Pulmonary dysfunction in 114 patients with inflammatory bowel disease

作者:Zhao, Yujie; Wang, Junshan; Liu, Zhanju; Lin, Hui; Shi, Yanhong; Sun, Xiaomin*
来源:Medicine, 2017, 96(18): e6808.
DOI:10.1097/MD.0000000000006808

摘要

This study aimed to investigate the pulmonary function in patients with inflammatory bowel disease (IBD) and its clinical feature and risk factors. One hundred fourteen patients with IBD and 120 healthy subjects were recruited. The medical information including general situation, biochemical examinations, lung function, and the treatment was recorded and analyzed. In 107 patients (107/114, 93.86%), lung function testing showed the pulmonary ventilation, residual volume, and pulmonary diffusion in IBD patients significantly increased as compared to controls (P< .05). No significant differences were observed between ulcerative colitis (UC) patients and Crohn disease (CD) patients (P> .05). However, the vital capacity, forced vital capacity, MVV, forced expiratory volume in first second, peak expiratory flow rate, and maximum mid-expiratory flow in IBD patients significantly decreased when compared with controls (P< .01). There was no significant correlation between pulmonary function and severity and extent of IBD. The chronicity of inflammation might probably reduce the possibility of developing pulmonary dysfunction, while the erythrocyte sedimentation rate (ESR) was found as a harmful factor for developing pulmonary dysfunction.
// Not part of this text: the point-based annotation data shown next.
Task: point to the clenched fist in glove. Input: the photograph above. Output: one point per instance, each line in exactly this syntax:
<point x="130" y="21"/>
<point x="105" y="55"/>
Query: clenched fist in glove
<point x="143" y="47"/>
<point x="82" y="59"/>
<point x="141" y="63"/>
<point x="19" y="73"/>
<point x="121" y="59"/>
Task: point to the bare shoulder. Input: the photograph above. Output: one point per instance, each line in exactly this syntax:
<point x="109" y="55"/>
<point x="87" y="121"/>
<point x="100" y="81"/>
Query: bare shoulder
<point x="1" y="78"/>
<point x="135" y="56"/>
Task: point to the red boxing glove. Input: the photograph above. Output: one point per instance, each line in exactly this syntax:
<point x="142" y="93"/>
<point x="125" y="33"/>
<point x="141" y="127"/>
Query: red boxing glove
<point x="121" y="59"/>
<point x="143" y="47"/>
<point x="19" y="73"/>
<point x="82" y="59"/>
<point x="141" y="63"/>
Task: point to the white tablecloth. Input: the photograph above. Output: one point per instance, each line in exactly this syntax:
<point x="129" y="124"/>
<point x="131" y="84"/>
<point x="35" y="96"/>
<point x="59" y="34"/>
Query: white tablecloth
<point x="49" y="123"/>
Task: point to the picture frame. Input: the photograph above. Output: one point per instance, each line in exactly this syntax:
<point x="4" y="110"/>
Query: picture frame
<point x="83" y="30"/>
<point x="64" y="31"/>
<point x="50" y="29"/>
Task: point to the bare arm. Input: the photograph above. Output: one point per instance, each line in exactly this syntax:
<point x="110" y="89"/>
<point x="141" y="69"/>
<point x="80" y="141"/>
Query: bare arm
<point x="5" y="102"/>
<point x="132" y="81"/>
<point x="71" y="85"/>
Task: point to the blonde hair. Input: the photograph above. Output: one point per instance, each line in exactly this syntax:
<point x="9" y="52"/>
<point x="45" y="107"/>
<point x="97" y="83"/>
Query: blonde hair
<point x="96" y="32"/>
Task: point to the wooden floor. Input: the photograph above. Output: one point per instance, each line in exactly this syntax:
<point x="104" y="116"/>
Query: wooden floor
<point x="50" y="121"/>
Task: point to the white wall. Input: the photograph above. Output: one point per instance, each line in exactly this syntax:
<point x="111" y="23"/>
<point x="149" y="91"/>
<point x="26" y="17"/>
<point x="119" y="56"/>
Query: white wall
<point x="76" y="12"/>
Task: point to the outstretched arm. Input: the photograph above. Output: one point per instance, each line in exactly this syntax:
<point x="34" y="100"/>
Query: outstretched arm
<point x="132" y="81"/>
The pulmonary function significantly decreases in IBD patients and is characterized by either simple restrictive/obstructive dysfunction or mixed. The pulmonary function of IBD patients has no relationship with the severity and extent of IBD. IBD combined with pulmonary dysfunction was imperceptible, and clinicians could consider performing pulmonary function testing for IBD patient as many as possible, especially for those who have high level of ESR or any respiratory symptoms like cough, in order to avoid severe pulmonary damage.